A series of hand-built ceramic vases, glaze fired at 1060 degrees Celsius. 

Media

Concept

In Cape Town are minor collections of 17th century Chinese and Japanese porcelain vases. These are mostly remnant inventories that the Dutch East India Company shipped from the Far East to Europe, via the replenishment port Cape of Good Hope. It is the template of the Chinese vase and the Japanese decoration technique of nagashigake (dripping glaze) that I employ as simulacrum and palimpsest.

My education in literary theory includes Lacan’s theory of psychoanalysis. Lacan theorized aesthetics in terms of sublimation and the Thing as anamorphic object of desire. The Thing is a remnant of the Real and lacks symbolisation. By looking awry at the Thing, the gaze of desire misrecognises it as symbolic promise. Fantasy, as in the construction of convention, coordinates desire and aesthetic sublimation.
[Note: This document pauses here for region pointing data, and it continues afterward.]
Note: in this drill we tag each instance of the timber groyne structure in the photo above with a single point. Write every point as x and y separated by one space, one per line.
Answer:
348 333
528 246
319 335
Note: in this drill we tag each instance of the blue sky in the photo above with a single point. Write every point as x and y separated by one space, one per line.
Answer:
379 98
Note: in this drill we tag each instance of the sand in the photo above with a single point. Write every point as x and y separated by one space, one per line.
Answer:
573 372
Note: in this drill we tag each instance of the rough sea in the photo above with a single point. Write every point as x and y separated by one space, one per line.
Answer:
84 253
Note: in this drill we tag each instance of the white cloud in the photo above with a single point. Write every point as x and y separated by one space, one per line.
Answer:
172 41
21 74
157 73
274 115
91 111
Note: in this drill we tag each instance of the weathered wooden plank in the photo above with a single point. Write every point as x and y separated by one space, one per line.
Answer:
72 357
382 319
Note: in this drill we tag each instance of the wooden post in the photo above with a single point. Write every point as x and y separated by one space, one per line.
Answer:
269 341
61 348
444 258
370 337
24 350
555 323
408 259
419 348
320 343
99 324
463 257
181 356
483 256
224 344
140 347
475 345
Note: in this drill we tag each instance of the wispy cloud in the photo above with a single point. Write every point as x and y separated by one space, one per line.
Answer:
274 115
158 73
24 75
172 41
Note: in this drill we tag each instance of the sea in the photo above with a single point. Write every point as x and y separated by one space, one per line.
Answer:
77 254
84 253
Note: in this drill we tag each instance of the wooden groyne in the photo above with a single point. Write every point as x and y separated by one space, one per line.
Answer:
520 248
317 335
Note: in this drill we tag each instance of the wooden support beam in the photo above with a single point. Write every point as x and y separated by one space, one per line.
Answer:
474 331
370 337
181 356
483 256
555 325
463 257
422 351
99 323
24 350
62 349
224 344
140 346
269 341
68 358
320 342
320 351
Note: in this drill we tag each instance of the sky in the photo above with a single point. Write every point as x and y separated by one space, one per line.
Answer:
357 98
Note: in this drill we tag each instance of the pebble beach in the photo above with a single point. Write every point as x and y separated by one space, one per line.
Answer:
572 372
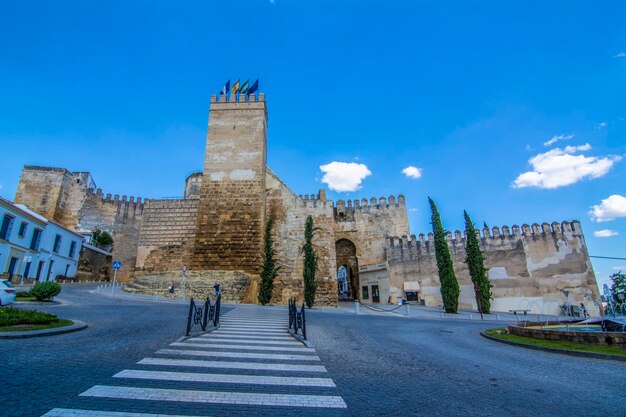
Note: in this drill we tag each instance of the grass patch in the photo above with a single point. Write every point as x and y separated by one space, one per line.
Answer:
25 298
12 316
29 327
502 333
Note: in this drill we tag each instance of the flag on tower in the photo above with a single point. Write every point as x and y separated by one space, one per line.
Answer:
225 89
253 88
235 89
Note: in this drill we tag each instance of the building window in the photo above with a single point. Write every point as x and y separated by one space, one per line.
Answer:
72 249
22 231
57 244
39 268
36 240
7 225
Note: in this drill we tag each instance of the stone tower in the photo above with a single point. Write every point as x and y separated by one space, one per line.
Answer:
231 210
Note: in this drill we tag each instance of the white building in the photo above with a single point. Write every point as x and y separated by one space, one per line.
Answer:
33 247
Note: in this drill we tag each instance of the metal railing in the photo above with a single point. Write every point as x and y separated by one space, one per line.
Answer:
201 315
297 319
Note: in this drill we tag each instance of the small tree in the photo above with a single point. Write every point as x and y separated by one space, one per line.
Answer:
476 264
618 287
310 263
101 238
269 270
449 285
46 290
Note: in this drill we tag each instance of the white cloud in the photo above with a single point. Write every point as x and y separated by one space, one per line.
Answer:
609 209
605 233
557 138
412 172
344 176
560 167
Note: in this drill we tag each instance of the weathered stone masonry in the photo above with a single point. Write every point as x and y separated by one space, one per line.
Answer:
528 267
217 228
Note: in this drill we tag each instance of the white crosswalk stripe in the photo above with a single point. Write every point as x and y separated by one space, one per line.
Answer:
254 351
239 335
67 412
232 365
226 378
157 394
204 340
242 347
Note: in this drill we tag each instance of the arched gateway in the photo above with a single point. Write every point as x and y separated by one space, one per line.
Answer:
347 270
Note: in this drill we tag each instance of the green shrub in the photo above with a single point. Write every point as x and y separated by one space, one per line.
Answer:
11 316
45 290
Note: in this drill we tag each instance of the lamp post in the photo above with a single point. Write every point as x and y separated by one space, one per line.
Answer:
182 288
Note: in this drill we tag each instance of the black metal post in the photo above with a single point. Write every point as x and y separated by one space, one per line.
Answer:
303 323
207 304
191 308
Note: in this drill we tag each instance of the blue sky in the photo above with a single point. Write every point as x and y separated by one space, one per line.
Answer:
466 92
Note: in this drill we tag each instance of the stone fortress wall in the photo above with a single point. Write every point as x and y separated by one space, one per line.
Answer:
217 228
529 267
71 199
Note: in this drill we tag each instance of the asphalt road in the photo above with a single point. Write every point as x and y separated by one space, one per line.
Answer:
383 366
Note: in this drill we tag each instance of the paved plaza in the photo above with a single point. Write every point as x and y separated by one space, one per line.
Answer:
130 362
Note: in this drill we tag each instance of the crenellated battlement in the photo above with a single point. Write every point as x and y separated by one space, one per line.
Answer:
373 202
115 198
410 247
237 98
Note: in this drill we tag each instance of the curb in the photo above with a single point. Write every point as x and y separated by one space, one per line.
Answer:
559 351
36 303
78 325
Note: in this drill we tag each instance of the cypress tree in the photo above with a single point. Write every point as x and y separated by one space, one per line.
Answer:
269 270
310 263
476 264
449 285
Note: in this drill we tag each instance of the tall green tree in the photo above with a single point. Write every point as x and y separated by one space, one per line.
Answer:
476 264
618 287
270 269
449 285
310 263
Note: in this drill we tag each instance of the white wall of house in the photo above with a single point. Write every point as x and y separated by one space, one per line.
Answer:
27 245
60 250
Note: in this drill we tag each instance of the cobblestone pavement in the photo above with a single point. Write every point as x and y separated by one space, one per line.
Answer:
388 366
129 360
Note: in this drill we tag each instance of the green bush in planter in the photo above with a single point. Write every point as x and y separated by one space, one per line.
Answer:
12 316
45 290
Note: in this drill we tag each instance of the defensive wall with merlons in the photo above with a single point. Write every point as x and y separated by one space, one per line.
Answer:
216 230
529 266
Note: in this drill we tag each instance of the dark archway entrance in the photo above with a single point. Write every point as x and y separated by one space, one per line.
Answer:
347 270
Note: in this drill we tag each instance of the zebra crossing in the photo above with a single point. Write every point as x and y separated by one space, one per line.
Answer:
251 365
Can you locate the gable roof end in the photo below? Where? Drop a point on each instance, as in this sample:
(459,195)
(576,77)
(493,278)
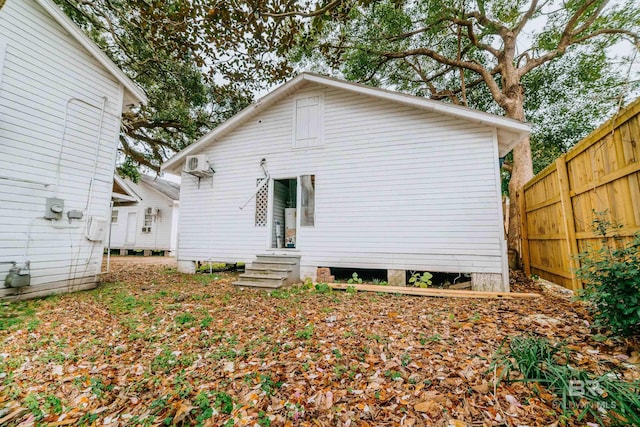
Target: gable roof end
(133,94)
(510,132)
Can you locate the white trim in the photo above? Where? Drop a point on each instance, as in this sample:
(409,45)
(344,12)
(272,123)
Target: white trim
(510,131)
(123,184)
(320,95)
(134,94)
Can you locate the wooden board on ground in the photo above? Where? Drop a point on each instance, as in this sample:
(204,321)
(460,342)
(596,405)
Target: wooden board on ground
(427,292)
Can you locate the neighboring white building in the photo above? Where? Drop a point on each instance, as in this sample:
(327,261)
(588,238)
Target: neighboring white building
(61,100)
(144,215)
(378,180)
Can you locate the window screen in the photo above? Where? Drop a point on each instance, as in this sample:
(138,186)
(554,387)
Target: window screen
(308,200)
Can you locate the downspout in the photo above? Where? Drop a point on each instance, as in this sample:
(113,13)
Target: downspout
(109,240)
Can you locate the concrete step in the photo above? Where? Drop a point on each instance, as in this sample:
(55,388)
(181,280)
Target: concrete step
(257,285)
(278,259)
(279,268)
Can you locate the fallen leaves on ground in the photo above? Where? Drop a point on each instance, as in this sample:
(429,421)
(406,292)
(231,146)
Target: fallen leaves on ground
(155,347)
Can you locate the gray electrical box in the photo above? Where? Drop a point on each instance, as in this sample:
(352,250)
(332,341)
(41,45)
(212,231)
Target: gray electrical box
(54,208)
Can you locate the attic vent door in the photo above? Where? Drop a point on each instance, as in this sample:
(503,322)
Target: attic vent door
(262,204)
(308,121)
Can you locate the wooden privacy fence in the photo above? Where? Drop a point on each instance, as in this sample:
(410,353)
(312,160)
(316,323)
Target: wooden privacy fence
(601,173)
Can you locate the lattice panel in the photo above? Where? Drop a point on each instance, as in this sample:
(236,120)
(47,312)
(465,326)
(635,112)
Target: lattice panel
(262,203)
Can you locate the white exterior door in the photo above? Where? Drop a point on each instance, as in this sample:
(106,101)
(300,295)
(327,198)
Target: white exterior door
(132,221)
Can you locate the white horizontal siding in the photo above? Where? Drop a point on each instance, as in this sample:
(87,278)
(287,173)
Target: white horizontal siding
(160,236)
(47,80)
(396,187)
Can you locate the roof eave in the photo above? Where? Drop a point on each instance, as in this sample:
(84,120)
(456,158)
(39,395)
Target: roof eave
(173,164)
(133,93)
(127,188)
(521,129)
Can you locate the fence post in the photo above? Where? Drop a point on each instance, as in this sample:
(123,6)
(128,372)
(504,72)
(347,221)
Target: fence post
(568,219)
(524,232)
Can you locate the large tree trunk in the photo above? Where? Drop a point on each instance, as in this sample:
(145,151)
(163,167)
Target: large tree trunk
(522,172)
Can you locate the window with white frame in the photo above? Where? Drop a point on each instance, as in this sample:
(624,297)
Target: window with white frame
(308,121)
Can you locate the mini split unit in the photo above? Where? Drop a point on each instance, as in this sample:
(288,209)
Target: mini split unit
(198,166)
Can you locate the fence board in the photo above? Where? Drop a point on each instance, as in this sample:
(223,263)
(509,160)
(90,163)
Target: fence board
(602,172)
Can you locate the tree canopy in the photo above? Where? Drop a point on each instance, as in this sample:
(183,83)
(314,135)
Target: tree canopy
(195,71)
(456,50)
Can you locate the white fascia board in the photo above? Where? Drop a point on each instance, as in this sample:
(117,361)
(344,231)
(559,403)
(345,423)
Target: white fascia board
(122,198)
(516,129)
(133,93)
(173,165)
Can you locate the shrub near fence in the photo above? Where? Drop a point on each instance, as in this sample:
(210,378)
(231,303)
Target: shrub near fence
(601,173)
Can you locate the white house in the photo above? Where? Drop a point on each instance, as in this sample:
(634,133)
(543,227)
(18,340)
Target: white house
(144,215)
(371,178)
(61,100)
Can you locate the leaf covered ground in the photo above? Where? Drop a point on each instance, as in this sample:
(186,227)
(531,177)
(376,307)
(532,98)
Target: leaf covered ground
(151,346)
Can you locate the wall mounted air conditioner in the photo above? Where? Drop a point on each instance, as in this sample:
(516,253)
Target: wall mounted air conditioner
(198,166)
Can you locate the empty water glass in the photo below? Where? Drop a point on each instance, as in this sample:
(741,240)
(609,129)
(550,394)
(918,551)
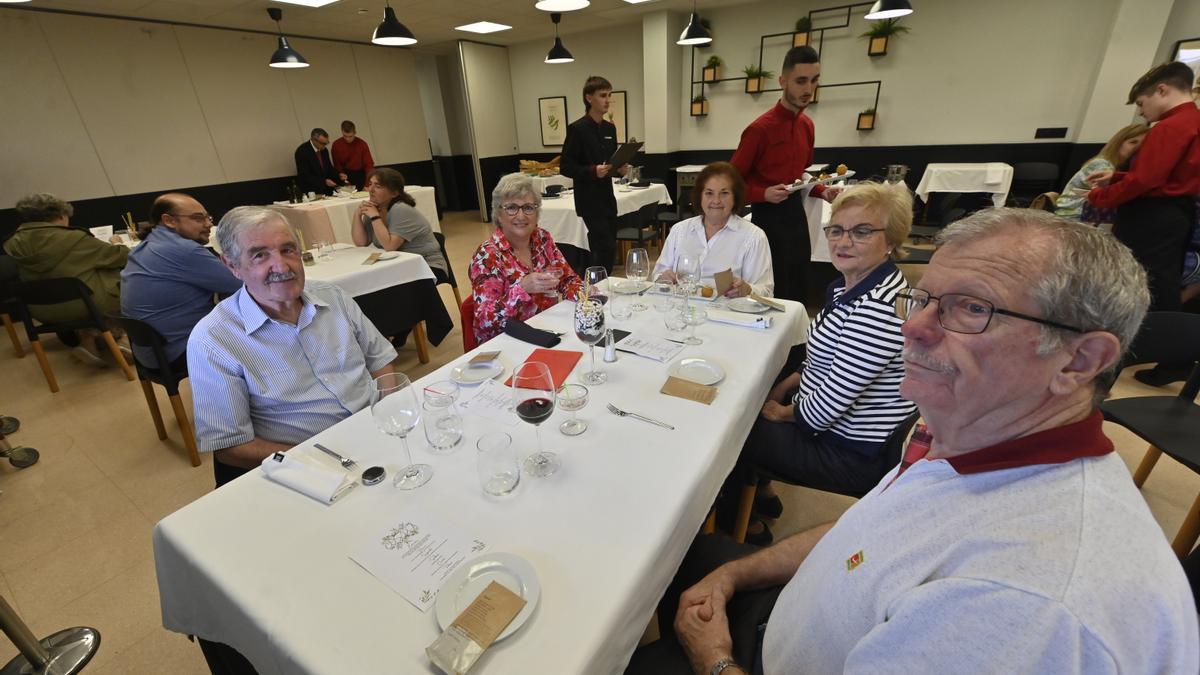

The content of my imaginary vases represents the Thing as brute geological element prior to the symbolic index of conventional glaze. Content always poses as contingent threat to symbolisation – as in psychosis, volcanic eruption, or ejaculation, it threatens to spill over and dissolve the body that holds it together. By the fantasy of the ceramic convention of nagashigake, the anamorphotic contingent embodies the pleasure of aesthetic desire.